Local hero David Cronenberg and Russian Ark director Alexandr Sokurov won the major adjudicated prizes as the Toronto International Film Festival wrapped its 27th edition.

Cronenberg's Cannes competitor Spider took the Toronto-City Award for Best Canadian Feature while Sokurov's technical masterpiece, Russian Ark, an epochal 96 minute, single-take, won the inaugural Independent Film Channel Visions Award.

The Visions jury gave special citations to Fernando Meirelles' City Of God and Gus Van Sant's Gerry.

Venice Golden Lion winner Peter Mullan added another prize to his trophy room; his feature The Magdalene Sisters won the Volkswagen Discovery Award, as polled by the festival's press corps.

Niki Caro's highly-touted New Zeland-Germany co-production The Whale Rider, (pictured) a contemporary story inspired by Maori myth, was the winner of the audience prize, the AGF People's Choice Award.

First and second runners-up respectively were Michael Moore's Bowling For Columbine and Gurinder Chadha's Bend It Like Beckham.

The FIPRESCI prize was awarded to Les Chemins De L'oued, a drama about a French man hiding out in Algeria, directed by French filmmaker Gael Morel (A Toute Vitesse).

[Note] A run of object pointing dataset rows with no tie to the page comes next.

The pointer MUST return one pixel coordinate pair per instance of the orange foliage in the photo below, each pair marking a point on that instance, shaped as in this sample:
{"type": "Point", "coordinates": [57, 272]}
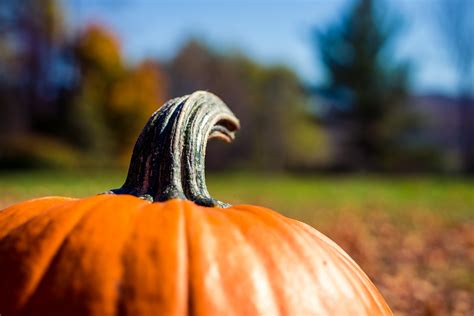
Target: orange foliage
{"type": "Point", "coordinates": [118, 97]}
{"type": "Point", "coordinates": [98, 48]}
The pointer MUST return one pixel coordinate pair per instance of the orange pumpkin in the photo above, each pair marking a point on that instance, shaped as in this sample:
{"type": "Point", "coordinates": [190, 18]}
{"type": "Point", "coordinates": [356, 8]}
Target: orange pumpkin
{"type": "Point", "coordinates": [160, 245]}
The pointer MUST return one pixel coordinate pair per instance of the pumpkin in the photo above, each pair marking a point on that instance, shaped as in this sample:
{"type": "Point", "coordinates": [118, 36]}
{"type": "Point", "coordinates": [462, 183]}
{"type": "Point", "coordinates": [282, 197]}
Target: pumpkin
{"type": "Point", "coordinates": [160, 245]}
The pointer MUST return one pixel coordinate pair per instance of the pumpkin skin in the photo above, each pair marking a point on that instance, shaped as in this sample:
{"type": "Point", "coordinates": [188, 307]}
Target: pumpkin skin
{"type": "Point", "coordinates": [161, 245]}
{"type": "Point", "coordinates": [121, 255]}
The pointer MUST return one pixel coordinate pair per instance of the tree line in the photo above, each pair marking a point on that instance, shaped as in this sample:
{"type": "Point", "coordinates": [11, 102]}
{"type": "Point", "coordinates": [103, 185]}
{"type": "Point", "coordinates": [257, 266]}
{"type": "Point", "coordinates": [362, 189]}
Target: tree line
{"type": "Point", "coordinates": [73, 99]}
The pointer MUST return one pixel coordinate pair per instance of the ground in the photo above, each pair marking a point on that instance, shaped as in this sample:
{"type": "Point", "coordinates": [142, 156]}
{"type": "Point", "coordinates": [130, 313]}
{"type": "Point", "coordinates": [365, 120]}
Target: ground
{"type": "Point", "coordinates": [414, 236]}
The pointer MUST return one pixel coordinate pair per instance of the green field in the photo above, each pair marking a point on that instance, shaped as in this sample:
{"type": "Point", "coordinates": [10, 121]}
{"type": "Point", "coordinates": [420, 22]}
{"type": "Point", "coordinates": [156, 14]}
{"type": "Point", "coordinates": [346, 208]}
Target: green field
{"type": "Point", "coordinates": [414, 236]}
{"type": "Point", "coordinates": [302, 197]}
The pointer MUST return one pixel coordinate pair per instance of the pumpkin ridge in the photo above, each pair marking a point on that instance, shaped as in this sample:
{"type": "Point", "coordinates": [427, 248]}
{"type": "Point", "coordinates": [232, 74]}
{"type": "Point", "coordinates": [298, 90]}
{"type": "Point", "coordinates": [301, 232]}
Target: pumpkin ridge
{"type": "Point", "coordinates": [88, 208]}
{"type": "Point", "coordinates": [15, 212]}
{"type": "Point", "coordinates": [118, 303]}
{"type": "Point", "coordinates": [31, 284]}
{"type": "Point", "coordinates": [358, 277]}
{"type": "Point", "coordinates": [190, 305]}
{"type": "Point", "coordinates": [295, 246]}
{"type": "Point", "coordinates": [244, 212]}
{"type": "Point", "coordinates": [347, 261]}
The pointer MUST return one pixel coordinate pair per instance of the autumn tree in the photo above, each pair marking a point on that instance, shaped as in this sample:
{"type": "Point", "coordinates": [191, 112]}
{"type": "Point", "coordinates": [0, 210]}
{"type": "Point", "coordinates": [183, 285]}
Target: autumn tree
{"type": "Point", "coordinates": [113, 101]}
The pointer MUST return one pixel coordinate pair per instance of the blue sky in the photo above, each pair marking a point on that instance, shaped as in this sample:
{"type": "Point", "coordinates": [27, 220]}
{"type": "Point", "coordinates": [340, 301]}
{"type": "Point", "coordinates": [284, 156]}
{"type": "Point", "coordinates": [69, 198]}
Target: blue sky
{"type": "Point", "coordinates": [269, 31]}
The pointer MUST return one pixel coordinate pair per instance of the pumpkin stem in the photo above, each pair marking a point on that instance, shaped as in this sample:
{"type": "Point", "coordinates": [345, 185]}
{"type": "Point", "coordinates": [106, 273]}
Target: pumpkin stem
{"type": "Point", "coordinates": [168, 157]}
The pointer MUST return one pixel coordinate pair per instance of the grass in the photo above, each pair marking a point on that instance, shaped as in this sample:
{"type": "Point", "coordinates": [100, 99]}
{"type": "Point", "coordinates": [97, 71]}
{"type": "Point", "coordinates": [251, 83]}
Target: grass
{"type": "Point", "coordinates": [411, 235]}
{"type": "Point", "coordinates": [304, 197]}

The jury praised the film's political risk taking and "its power to disturb"; Morel, the only international filmmaker present to accept a prize, said he would take the prize like "a vitamin".

The jury gave special mention to Susanne Bier's Dogme outing Open Hearts, "for proving that Dogme has come of age and matured into a potent cinema language."

Canadian filmmakers in the spotlight included Best First Feature winner Wiebke von Carolsfeld for Marion Bridge while the prize for best Canadian short film went to Ann Marie Fleming for Blue Skies

Addressing an upbeat crowd, festival director Piers Handling echoed the widely-felt sense of relief that the ten-day event was uninterrupted by anything more severe than fire alarms and over-flowing press and industry screenings.

Early in the festival, screenings for a few must-see titles such as Jet Lag and Far From Heaven were filled to capacity, leaving some major US critics tapping their toes.

In all the festival screened 345 films from 50 countries - including 180 world and North American premieres.